Zamów artykuły sponsorowane na serwisie CentrumPR.pl w kilka minut, poprzez platformę Link Buildingu np.:
Nadejście jesieni bardzo często bywa utożsamiane z nadejściem problemów zdrowotnych – dlaczego zatem reagujemy na nie tak opieszale? Z badań TNS OBOP wynika, iż wielu Polaków twierdzi, że żadne z działań zapobiegawczych nie uchroni ich przed chorobą. Tymczasem zapobiegać jest zdecydowanie łatwiej niż leczyć.
Samodzielne budowanie odporności
Jednym z podstawowych zabiegów zwiększających odporność może być hartowanie, czyli przyzwyczajanie się do zimna. Można robić to w domu, obniżając temperaturę pod prysznicem, a także podejmując regularną aktywność fizyczną na świeżym powietrzu. Bez względu na wybór tylko systematyczność przyniesie pożądany efekt.
Niezwykle istotnym elementem pracy nad poprawą swojej kondycji zdrowotnej jest też odpoczynek, a ten najefektywniejszy jest podczas snu, bowiem wówczas odnawiają się nasze komórki. Zalecane jest również unikanie stresu lub jego szybkie redukowanie. Pomóc w tym może odpowiednia dieta, tym bardziej, że niskie temperatury również zwiększają nasze zapotrzebowanie na niektóre składniki, m.in. witaminy B i C, magnez, wapń czy cynk.
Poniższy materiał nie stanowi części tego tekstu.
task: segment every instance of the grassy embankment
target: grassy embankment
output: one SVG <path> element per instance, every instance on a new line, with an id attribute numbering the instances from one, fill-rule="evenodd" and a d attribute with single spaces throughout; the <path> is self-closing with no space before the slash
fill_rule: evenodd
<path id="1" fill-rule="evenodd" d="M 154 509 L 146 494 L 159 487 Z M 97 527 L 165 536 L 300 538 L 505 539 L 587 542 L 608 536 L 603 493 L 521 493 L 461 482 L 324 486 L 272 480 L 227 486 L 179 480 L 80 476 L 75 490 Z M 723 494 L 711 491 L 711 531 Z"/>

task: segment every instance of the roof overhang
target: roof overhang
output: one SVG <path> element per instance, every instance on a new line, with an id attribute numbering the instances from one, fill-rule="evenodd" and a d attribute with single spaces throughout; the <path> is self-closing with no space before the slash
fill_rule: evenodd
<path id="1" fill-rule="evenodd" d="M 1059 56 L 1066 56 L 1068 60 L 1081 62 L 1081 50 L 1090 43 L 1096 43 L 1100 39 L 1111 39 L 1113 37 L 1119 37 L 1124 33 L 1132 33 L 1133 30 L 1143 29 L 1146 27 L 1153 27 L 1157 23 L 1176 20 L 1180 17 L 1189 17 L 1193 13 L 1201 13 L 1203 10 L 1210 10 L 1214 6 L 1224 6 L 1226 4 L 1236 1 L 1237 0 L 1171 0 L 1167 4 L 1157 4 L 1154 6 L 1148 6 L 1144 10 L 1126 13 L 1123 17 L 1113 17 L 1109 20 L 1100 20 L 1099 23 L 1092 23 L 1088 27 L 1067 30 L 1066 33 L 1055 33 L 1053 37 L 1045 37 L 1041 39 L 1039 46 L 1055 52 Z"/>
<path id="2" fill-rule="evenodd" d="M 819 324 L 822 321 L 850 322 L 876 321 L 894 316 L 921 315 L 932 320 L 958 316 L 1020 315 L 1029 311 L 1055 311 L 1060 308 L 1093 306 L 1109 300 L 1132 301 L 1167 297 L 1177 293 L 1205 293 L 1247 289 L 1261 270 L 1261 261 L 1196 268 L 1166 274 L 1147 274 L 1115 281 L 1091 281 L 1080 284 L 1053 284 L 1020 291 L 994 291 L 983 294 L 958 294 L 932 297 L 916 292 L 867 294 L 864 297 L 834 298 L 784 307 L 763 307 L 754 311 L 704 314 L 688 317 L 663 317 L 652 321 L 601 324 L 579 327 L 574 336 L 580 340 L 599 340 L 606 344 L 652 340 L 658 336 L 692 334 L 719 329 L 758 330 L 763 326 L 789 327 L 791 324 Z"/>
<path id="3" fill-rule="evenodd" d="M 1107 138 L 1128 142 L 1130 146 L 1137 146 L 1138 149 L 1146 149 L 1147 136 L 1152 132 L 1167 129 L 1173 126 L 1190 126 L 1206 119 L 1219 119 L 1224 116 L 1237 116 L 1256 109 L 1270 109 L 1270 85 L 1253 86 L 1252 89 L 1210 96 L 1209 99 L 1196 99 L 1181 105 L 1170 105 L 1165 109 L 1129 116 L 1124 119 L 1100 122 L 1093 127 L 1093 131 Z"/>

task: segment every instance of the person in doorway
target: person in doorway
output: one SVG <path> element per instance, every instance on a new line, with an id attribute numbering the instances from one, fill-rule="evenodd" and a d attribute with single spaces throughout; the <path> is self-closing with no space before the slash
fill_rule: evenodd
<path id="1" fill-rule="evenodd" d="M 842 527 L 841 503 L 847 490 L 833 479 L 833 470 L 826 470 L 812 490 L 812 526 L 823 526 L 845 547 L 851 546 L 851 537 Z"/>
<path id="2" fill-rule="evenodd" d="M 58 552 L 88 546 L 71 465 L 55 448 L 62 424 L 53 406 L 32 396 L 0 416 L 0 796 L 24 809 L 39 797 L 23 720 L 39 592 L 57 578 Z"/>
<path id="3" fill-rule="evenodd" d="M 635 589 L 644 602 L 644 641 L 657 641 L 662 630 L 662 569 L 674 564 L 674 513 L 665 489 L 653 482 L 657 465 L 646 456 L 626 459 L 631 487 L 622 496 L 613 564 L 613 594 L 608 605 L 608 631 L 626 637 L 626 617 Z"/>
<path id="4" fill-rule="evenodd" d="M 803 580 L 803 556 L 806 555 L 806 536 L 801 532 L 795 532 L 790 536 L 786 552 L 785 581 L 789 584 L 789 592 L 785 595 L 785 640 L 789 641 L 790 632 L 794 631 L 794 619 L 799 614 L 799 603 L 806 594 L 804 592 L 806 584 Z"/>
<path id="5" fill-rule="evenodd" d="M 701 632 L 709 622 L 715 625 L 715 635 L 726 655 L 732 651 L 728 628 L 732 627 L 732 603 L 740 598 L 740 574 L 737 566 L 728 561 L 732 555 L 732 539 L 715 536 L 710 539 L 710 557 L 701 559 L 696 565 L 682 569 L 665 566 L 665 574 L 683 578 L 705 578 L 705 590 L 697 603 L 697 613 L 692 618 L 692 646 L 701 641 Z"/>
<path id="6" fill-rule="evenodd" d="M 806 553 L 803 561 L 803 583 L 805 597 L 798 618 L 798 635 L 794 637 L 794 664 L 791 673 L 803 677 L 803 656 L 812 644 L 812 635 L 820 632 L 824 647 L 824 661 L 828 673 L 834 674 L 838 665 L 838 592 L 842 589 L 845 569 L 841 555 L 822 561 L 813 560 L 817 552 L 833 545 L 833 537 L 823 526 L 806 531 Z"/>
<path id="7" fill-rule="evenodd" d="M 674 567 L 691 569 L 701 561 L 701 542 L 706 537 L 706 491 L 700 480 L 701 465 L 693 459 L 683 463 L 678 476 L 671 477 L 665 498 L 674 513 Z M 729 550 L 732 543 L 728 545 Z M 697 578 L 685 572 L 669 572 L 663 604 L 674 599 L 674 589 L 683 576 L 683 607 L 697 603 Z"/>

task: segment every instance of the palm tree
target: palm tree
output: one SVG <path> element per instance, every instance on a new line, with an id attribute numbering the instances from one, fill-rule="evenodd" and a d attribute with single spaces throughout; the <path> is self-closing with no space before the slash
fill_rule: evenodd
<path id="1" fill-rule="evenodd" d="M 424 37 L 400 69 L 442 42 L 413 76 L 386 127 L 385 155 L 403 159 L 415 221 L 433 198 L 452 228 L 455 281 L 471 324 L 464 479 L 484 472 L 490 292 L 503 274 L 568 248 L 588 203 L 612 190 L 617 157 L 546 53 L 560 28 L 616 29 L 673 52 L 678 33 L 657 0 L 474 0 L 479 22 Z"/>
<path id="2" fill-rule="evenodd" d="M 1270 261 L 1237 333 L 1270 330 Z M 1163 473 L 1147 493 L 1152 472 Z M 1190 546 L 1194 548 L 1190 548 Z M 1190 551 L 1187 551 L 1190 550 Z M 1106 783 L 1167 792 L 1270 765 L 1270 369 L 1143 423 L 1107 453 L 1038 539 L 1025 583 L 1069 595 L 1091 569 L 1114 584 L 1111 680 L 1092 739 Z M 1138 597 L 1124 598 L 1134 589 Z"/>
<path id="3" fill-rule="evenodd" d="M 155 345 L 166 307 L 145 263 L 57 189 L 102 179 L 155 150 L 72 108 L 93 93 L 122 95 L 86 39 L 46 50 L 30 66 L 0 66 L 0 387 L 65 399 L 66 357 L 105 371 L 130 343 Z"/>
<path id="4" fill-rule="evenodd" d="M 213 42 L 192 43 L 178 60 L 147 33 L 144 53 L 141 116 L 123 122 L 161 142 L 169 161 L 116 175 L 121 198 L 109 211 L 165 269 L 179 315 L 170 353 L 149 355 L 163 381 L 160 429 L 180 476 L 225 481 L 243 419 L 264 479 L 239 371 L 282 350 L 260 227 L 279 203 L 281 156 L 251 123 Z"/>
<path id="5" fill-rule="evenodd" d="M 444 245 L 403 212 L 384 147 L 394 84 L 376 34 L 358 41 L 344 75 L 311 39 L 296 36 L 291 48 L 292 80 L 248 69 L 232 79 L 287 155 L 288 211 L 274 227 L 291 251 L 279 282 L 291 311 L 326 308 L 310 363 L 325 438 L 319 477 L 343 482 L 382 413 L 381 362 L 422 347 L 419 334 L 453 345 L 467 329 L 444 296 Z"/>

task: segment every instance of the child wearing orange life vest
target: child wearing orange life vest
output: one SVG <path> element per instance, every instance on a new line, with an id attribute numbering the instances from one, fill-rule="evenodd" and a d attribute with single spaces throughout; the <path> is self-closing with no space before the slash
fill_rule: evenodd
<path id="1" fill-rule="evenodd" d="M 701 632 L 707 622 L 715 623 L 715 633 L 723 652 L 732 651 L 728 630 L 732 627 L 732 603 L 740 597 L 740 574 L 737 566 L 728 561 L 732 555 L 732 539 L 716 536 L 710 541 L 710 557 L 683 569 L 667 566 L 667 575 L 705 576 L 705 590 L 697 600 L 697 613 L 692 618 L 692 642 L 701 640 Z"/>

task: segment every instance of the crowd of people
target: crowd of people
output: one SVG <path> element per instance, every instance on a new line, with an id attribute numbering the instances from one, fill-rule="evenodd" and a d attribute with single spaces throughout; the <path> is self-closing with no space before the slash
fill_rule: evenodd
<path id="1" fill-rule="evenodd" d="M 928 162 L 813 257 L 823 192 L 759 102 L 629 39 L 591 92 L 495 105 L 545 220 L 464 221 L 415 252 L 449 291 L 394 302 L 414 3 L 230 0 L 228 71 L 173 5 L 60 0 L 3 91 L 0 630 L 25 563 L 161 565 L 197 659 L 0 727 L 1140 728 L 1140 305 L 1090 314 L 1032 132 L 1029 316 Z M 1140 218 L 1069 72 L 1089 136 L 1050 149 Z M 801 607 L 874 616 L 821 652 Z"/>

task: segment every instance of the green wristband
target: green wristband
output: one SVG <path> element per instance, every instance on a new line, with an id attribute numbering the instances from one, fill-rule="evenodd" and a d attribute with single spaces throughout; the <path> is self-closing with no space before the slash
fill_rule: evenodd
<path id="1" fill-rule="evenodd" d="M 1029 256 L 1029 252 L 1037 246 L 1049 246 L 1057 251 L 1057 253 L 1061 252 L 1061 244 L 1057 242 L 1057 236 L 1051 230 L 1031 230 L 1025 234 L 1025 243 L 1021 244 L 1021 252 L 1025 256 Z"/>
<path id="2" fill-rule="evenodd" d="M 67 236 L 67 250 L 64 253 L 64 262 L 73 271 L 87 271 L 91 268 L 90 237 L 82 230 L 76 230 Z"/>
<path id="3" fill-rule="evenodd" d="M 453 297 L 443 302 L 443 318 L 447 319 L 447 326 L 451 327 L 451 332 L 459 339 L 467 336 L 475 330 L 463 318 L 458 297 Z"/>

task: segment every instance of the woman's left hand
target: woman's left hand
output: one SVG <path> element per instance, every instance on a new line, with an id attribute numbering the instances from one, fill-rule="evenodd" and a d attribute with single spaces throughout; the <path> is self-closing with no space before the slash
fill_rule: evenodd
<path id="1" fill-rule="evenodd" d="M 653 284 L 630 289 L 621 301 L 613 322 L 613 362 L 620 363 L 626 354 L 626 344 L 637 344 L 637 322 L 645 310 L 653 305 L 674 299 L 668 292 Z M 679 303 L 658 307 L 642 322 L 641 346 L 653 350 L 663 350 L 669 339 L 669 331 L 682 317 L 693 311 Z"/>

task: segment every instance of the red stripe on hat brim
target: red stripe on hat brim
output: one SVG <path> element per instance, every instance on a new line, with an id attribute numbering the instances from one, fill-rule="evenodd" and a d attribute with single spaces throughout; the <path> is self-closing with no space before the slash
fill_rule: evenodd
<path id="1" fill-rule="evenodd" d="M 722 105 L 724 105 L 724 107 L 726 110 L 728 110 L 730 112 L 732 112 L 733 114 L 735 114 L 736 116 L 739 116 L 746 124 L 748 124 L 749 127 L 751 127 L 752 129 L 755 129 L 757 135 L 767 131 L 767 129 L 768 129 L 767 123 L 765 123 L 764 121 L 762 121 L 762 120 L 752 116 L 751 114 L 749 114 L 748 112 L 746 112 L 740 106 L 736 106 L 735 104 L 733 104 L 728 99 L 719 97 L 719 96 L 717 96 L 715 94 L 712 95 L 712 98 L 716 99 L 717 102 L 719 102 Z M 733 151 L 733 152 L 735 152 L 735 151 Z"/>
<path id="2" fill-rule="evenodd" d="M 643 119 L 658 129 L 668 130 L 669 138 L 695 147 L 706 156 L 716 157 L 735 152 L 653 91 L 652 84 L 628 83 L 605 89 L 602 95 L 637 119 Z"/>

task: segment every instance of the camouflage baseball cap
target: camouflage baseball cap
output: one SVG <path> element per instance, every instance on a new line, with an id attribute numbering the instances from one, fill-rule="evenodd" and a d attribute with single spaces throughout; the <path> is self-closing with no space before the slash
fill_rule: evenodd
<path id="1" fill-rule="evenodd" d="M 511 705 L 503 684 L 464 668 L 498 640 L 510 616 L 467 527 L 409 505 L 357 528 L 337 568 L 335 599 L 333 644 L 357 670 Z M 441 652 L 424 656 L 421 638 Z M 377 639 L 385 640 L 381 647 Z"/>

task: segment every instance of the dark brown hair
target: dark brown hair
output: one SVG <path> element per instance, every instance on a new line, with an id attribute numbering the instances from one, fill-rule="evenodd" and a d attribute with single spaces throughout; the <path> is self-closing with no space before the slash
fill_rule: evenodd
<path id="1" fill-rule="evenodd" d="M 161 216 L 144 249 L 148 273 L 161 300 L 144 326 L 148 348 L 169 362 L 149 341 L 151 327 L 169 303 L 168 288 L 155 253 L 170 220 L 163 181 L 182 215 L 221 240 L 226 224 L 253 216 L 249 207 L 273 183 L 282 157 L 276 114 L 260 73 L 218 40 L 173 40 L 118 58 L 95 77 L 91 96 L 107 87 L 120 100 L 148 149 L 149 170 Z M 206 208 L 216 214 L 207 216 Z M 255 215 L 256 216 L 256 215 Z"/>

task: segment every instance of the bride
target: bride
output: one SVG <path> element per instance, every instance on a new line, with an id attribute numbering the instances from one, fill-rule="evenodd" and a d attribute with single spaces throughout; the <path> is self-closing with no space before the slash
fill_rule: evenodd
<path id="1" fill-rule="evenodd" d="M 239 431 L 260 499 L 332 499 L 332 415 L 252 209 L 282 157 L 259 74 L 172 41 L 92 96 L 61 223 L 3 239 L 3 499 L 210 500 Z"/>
W tym okresie powinniśmy sięgać po świeże warzywa i owoce bogate także w błonnik oraz kiszone warzywa, jak ogórki lub kapusta, które są naturalnymi probiotykami.
Szczepienia
Grypa atakuje zazwyczaj od października do kwietnia, a przenoszona jest drogą kropelkową – poprzez kichanie, kaszel, brudne ręce czy nawet rozmowę. Może atakować z niezwykle zróżnicowaną siłą, dlatego Światowa Organizacja Zdrowia od lat zaleca, aby stosować ochronne szczepienia, które zmniejszają ryzyko infekcji. Do ich produkcji wykorzystywany jest szczep wirusa prognozowany na dany rok. Ponieważ każdego roku ulega on mutacjom, największą ochronę zapewnia ciągłość stosowania tej metody profilaktycznej. Nie każdy ma świadomość, że w ten sposób unikamy nie tylko samego zachorowania, ale także zmniejszamy ryzyko powikłań pogrypowych, których przebieg i konsekwencje są o wiele groźniejsze od samej choroby. Idąc za edukacyjną infografiką przygotowaną przez Prywatną Lecznicę Certus z Poznania (link) zapalenie mięśnia sercowego, niewydolność nerek, a także zapalenie opon mózgowo-rdzeniowych to tylko niektóre z możliwych komplikacji.
Dla kogo szczepionka
Szczepić może się każdy już od 6 miesiąca życia. Istnieje jednak grupa podwyższonego ryzyka, która szczególnie powinna sięgać po to rozwiązanie. Mowa tu o osobach powyżej 65 roku życia, o tych, którzy przewlekle chorują na astmę, cukrzycę, choroby nerek, są po przeszczepach bądź mają osłabiony układ immunologiczny lub są w trakcie chemioterapii. Ostrożność w ich przypadku ma szczególnie wielką wagę, bo zastosowanie takiego środka profilaktycznego zmniejsza ryzyko infekcji o 40-80%.
Wrzesień - listopad to optymalny czas na szczepienia, dlatego warto wykorzystać tę okoliczność i jeśli jeszcze ktoś się wahał, podjąć decyzję o wizycie w placówce medycznej. Szczepienie w połączeniu z samodzielnym budowaniem odporności to najlepsze rozwiązanie.
Nadesłał:
adStone
|
Komentarze (1)
Zgadzam się – lepiej jest zapobiegać, niż leczyć. Dla mnie od wielu lat sposobem na „ubezpieczenie” są szczepionki. Do tego pije dużo herbaty z cytryną i jestem zdrowy jak ryba. Na temat zalet szczepionek więcej można przeczytać na stronie kampanii „Zaszczep się wiedzą”.